The one thing on which I agreed with Trump all these years was his recognition that the U.S. war and subsequent occupation of Iraq during the first decade of the 21st century was a complete and utter disaster. Not having a plan for the day after, for Page Two of what at first appears to be a successful military operation, automatically turns success into failure. Trump offered no plan for Venezuela beyond our taking over its oil reserves. I hope for the sake of the Venezuelan people that the country will soon transition into a vibrant democracy that can protect human rights and rebuild what was once a robust economy. But I am afraid the odds are steep. Chaos and instability, civil strife, and further repression are the more likely outcomes, and even oil companies will have little appetite to invest in such an environment.

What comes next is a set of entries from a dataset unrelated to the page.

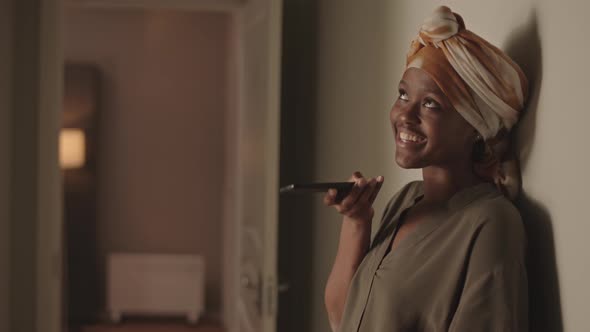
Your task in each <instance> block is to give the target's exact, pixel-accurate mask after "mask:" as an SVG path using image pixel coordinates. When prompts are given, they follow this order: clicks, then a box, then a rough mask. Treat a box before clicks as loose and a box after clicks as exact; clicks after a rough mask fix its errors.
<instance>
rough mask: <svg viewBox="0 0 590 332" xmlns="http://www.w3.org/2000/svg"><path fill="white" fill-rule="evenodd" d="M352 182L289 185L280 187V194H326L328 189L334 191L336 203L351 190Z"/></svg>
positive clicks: (342, 197)
mask: <svg viewBox="0 0 590 332" xmlns="http://www.w3.org/2000/svg"><path fill="white" fill-rule="evenodd" d="M353 186H354V182H319V183H306V184H290V185H288V186H284V187H281V189H280V191H279V192H280V193H281V194H287V193H313V192H327V191H328V189H336V190H337V192H338V193H337V194H336V201H341V200H342V199H343V198H344V197H346V195H348V193H349V192H350V190H351V189H352V187H353Z"/></svg>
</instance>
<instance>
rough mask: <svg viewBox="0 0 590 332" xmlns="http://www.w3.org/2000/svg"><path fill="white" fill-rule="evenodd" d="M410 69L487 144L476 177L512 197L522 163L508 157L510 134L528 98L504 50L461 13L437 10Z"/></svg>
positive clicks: (419, 32)
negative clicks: (486, 159)
mask: <svg viewBox="0 0 590 332" xmlns="http://www.w3.org/2000/svg"><path fill="white" fill-rule="evenodd" d="M406 68H420V69H422V70H424V71H426V72H427V73H428V74H429V75H430V76H431V77H432V79H433V80H434V81H435V82H436V83H437V85H438V86H439V87H440V89H441V90H442V91H443V93H444V94H445V95H446V96H447V98H448V99H449V101H450V102H451V104H452V105H453V107H454V108H455V110H456V111H457V112H459V113H460V114H461V115H462V116H463V118H464V119H465V120H466V121H467V122H468V123H469V124H471V125H472V126H473V127H474V128H475V129H476V130H477V131H478V132H479V134H480V135H481V136H482V138H483V139H484V140H485V141H486V143H487V145H488V150H489V155H488V158H487V160H486V162H485V163H484V164H485V165H484V166H482V165H479V169H478V174H479V175H480V176H482V177H485V178H487V179H488V180H490V181H494V182H495V183H496V185H498V187H500V189H501V190H502V191H503V192H504V194H506V195H507V196H509V197H510V198H514V197H515V196H516V194H517V193H518V190H519V188H520V174H519V173H518V164H517V162H516V160H515V158H514V157H513V156H510V155H511V153H507V150H508V147H509V144H508V142H507V139H508V137H509V135H507V133H508V131H509V130H510V129H511V128H512V127H513V126H514V125H515V124H516V122H517V121H518V118H519V114H520V112H521V111H522V109H523V108H524V103H525V101H526V98H527V94H528V81H527V79H526V76H525V75H524V73H523V72H522V70H521V69H520V67H519V66H518V65H517V64H516V63H515V62H514V61H512V60H511V59H510V58H509V57H508V56H507V55H506V54H505V53H504V52H502V51H501V50H500V49H498V48H497V47H495V46H493V45H491V44H490V43H488V42H487V41H486V40H484V39H483V38H481V37H479V36H478V35H476V34H474V33H473V32H471V31H469V30H467V29H465V23H464V22H463V19H462V18H461V16H460V15H458V14H456V13H453V12H452V11H451V9H450V8H449V7H446V6H440V7H438V8H437V9H436V10H435V11H434V13H433V14H432V16H431V17H429V18H428V19H426V21H424V23H423V24H422V26H421V27H420V32H419V34H418V36H417V37H416V38H415V39H414V40H413V41H412V43H411V46H410V51H409V52H408V55H407V60H406Z"/></svg>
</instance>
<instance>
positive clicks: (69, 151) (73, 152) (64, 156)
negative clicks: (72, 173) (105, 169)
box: [59, 129, 86, 169]
mask: <svg viewBox="0 0 590 332" xmlns="http://www.w3.org/2000/svg"><path fill="white" fill-rule="evenodd" d="M85 159H86V137H85V136H84V131H82V130H81V129H62V131H61V133H60V135H59V163H60V165H61V168H64V169H70V168H80V167H82V166H84V162H85Z"/></svg>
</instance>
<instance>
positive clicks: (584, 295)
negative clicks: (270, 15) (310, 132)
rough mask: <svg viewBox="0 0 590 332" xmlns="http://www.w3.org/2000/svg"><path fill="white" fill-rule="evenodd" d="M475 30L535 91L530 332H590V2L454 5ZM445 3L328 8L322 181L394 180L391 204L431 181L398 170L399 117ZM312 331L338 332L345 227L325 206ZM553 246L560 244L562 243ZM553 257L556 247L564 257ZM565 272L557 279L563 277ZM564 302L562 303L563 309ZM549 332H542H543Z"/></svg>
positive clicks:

The president’s lawless and brazen decision to go-it-alone in Venezuela, and his mafia-like threats against other nations of the region, including our friends and allies, is a return to the gun boat diplomacy of the Gilded Age, when the strong ruled the weak. Trump loves to assert and project power, and there is no easier way to do so than by waging imperial wars. Unless Congress and the American people reestablish the balance of power and reign in Trump’s lawlessness, international diplomacy and the rule of law will irreparably suffer, powerful oligarchs will rule the world within their “spheres of influence,” and the world will be a darker, more dangerous place.